En el Metro, con mejor distancia, veo a la gente, imagino de dónde vienen y adónde van, trato de adivinar en qué estación bajarán, les invento una historia o cómo interactuarían unos con otros… ¡Lo que sea menos estar, como casi todos ellos, cautivo de la pantalla un celular! De veras, es divertido.
Así llegó esta semana prenavideña, y todos los medios informaron que el gobernador García nos va a construir dos líneas más en el sistema Metro. Me da gusto por los que ya se sienten beneficiados. Aunque la verdad no siento mucho entusiasmo. Sólo de recordar cómo se eternizó la Línea Tres me desanima. Además, no tengo a qué ir a Santa Catarina o a Mederos; y dentro de poco, a ninguna parte.

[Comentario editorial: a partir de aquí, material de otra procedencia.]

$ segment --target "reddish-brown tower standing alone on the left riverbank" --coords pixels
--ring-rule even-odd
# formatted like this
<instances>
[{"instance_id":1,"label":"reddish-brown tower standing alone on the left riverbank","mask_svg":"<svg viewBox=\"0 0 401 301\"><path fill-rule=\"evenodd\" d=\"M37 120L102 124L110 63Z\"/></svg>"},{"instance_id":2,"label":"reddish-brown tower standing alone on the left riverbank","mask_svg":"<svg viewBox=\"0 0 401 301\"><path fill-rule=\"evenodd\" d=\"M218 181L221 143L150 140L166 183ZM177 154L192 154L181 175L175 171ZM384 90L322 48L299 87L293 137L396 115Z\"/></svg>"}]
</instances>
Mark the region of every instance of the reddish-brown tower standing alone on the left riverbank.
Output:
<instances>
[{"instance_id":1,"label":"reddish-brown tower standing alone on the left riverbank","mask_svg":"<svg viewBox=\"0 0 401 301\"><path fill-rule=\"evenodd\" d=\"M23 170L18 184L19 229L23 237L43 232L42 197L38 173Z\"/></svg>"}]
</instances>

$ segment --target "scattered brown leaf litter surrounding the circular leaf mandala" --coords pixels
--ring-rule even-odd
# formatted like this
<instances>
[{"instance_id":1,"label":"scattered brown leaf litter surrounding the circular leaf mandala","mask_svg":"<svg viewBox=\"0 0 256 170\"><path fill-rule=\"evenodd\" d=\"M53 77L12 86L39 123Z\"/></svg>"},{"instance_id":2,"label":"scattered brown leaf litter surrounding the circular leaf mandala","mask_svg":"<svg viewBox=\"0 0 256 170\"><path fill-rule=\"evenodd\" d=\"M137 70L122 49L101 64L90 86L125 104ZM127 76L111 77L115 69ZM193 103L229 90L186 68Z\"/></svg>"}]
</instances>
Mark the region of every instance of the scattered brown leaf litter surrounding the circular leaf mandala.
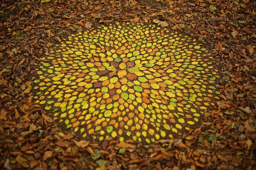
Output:
<instances>
[{"instance_id":1,"label":"scattered brown leaf litter surrounding the circular leaf mandala","mask_svg":"<svg viewBox=\"0 0 256 170\"><path fill-rule=\"evenodd\" d=\"M246 0L232 3L59 0L42 4L4 1L0 7L1 166L6 169L255 168L256 28L252 17L255 5L254 1ZM200 126L179 137L148 145L133 139L123 142L109 139L100 144L81 140L72 131L63 131L49 112L32 103L31 84L35 76L31 75L35 75L41 56L52 44L61 42L71 32L76 34L120 20L133 24L164 23L159 26L196 37L211 49L223 77L218 80L220 100L204 113ZM129 77L137 80L134 75Z\"/></svg>"}]
</instances>

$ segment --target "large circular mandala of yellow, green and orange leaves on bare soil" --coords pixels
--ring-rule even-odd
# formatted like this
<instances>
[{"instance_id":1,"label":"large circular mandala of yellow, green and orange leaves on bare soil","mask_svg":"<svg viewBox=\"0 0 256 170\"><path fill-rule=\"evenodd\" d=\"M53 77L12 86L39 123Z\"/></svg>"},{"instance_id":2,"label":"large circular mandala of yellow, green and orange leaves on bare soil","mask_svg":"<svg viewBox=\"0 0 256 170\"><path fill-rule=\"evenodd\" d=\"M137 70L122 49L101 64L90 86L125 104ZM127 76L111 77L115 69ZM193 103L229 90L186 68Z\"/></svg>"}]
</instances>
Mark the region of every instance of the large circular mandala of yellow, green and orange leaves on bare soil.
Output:
<instances>
[{"instance_id":1,"label":"large circular mandala of yellow, green and orange leaves on bare soil","mask_svg":"<svg viewBox=\"0 0 256 170\"><path fill-rule=\"evenodd\" d=\"M195 39L156 25L117 22L72 34L41 64L35 103L99 141L173 138L218 99L211 54Z\"/></svg>"}]
</instances>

Yo no sé si el Gobernador ya tenga asegurados los recursos para construir esas líneas, que no será barata como no lo han sido las otras. Quiero suponer que sí… aunque también lo supuse con su antecesor, y sonó más bofo que un guaje. Lo que me incomoda un poco es que se anuncie una obra de esa dimensión cuando las líneas que ya operan lo hacen en calidad de ruinas romanas.
No invento, y ya lo he comentado. No hace mucho me lamentaba de la tortura que significa para un viejo como yo abordar y descender de esos trenes, especialmente en la estación Zaragoza. Escaleras eléctricas que no siempre funcionan ni dan opciones de ascenso y descenso; elevadores que nunca funcionan; escaleras fijas que en un par de meses lo dejarán a uno muerto de un infarto o bien entrenado para escalar el Everest.
Pero esto es sólo un detalle de este escenario devastador. Lo normal son checadores que no funcionan o funcionan mal, dispensadores de boletos que también, tornillos de acceso bloqueados, anuncios de estación que nos avisan la próxima estación de la próxima estación, y a veces una de ¡otra línea! Y no pocas veces, música ambiental con repulsivo reguetón.
De veras me alegro que a los vecinos de un amplio sector del área metropolitana les construyan un par de líneas del Metro. Ahorrarán mucho tiempo, y disfrutarán de paisajes interesantes. Pero si esas nuevas líneas van a funcionar como que ya operan, ¡prepárense a sufrir!
Vayan imaginando de una buena vez que sobre el nombre de cada nueva estación estará el mismo letrero que se adivina en el umbral de cada estación de las líneas Uno, Dos y Tres: “Abandonad toda esperanza, quienes aquí entráis”. No son bocas ni círculos del infierno de Dante, pero dantescas sí que lo son, lo aseguro.
Y bueno, en verdad extraño aquel asombro de mis viajes en el transporte urbano. Su ausencia está en mis ojos.
Debe ser porque los viejos no nos vamos quedando ciegos, sino que empezamos a ver más claramente hacia adentro, hacia esa pequeña eternidad que somos y que para viajar ya no necesita abordar un adefesio de Metro como el que padecemos. Además, qué ofrece la ciudad para que valga la pena explorarla. A los viejos, nada.